Public Disclosure of Discovery

If you look up “deposition” on YouTube, you’ll likely find over 200,000 videos to choose from. Many include graphics and commentary that the uploader added after the deposition was taken, usually with the aim of mocking the witness being deposed. The purpose of the discovery process is to require witnesses and corporations in possession of information potentially relevant to a case to divulge information to the requesting party for the purpose of assisting in the preparation of a litigated dispute for trial. Depositions are a specific form of discovery designed to allow litigants to obtain sworn testimony from witnesses in advance of the trial date and to get that testimony in a video format suitable for presenting to a jury. With the soaring popularity of video-sharing social-media sites, the temptation can be great to humiliate your opponent in litigation by posting embarrassing video depositions (or other discovery responses) on Facebook or YouTube, either during the pendency of the litigation or after it has ended. Is this permissible in Virginia?

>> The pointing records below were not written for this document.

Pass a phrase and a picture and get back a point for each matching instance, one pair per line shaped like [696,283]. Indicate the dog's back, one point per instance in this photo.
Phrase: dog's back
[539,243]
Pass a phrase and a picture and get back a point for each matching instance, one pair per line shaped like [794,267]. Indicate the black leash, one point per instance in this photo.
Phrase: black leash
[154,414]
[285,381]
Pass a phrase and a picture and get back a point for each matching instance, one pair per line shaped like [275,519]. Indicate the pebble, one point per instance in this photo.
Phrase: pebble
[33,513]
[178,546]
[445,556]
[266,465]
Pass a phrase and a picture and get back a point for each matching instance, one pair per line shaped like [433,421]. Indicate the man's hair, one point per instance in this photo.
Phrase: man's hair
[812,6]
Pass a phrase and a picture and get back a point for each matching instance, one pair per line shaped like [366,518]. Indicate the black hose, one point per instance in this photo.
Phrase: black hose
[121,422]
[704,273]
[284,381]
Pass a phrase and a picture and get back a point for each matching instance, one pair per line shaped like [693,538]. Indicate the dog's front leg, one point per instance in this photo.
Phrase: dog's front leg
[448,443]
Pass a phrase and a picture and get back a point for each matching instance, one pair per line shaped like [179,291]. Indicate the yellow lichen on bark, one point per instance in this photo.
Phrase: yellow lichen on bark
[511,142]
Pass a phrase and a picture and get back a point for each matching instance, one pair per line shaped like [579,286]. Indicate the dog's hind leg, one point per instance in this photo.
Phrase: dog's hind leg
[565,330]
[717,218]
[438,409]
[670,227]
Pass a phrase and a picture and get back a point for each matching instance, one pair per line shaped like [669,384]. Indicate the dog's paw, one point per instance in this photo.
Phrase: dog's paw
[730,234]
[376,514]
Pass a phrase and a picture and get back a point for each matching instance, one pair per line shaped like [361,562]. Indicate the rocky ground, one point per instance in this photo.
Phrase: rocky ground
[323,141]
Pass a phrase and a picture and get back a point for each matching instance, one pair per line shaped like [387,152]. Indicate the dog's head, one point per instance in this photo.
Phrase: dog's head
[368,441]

There are authorities coming out on both sides of this question. On the one hand, “pretrial depositions and interrogatories are not public components of a civil trial.” (See Seattle Times Co. v. Rhinehart, 467 U.S. 20, 33 (1984)). Thus, while the public generally has a common law right of access to court orders and legal proceedings, information collected through discovery is not a matter of public record to which that right extends. In other words, regardless how entertaining it might be to watch a celebrity make a fool of himself at a deposition, it’s really nobody’s business outside of the confines of the court proceeding. On the other hand, dissemination of pretrial discovery materials by the receiving party is not automatically prohibited absent a protective order.

To get the protective order, you’ll need to show “good cause.” In Virginia, trial courts are expressly authorized by our discovery rule “for good cause shown [to]…make any order which justice requires to protect a party or person from annoyance, embarrassment, oppression, or undue burden or expense”. Whether good cause exists will depend on the circumstances of the case. For example, if the discovery you want to post online is embarrassing to a corporation but not so serious that it would likely cause a decline in profits, most judges would probably allow the material to be shared with the public. The same judges might rule differently if the embarrassment is severe and caused to a private individual rather than a large corporation. At least one federal court has expressed the view that good cause will not exist unless the embarrassment that would result from the public disclosure is particularly severe:

To show good cause, a party must demonstrate more than that an opposing party intends to disseminate discovery materials; rather, it must show that the disclosure of those materials will cause specific prejudice or harm, such as annoyance, embarrassment, oppression, or undue burden or expense.  And, importantly, the fact that public disclosure of discovery materials will cause some annoyance or embarrassment is not sufficient to warrant a protective order; the annoyance or embarrassment must be particularly serious.

(U.S. ex rel. Davis v. Prince, 753 F. Supp.2d 561, 568 (E.D. Va. 2010)).

You probably won’t get in trouble if you post discovery online if no protective order has been entered. The general rule is that absent such an order, parties are free to use videotaped depositions and other discovery responses in whatever manner they see fit. Still, this is a developing area of the law and any litigant wishing to post discovery depositions on YouTube should tread with Bieber_depo-300x169caution. Despite the absence of any express prohibition against sharing pretrial discovery materials with the general public, doing so is unusual (though it is becoming increasingly more common) and, particularly if it invades another’s personal privacy or exposes the witness to public ridicule, many trial judges would undoubtedly frown on the practice and readily enter a protective order requiring you to remove the material from the Internet.

Ultimately, when a court is faced with having to decide whether to enter a protective order shielding discovery from public disclosure, the question involves a balancing of the potential harm to the litigants’ interests against the public’s right to obtain information concerning judicial proceedings and the presumption embodied in the rule that information not be restricted absent a showing of good cause.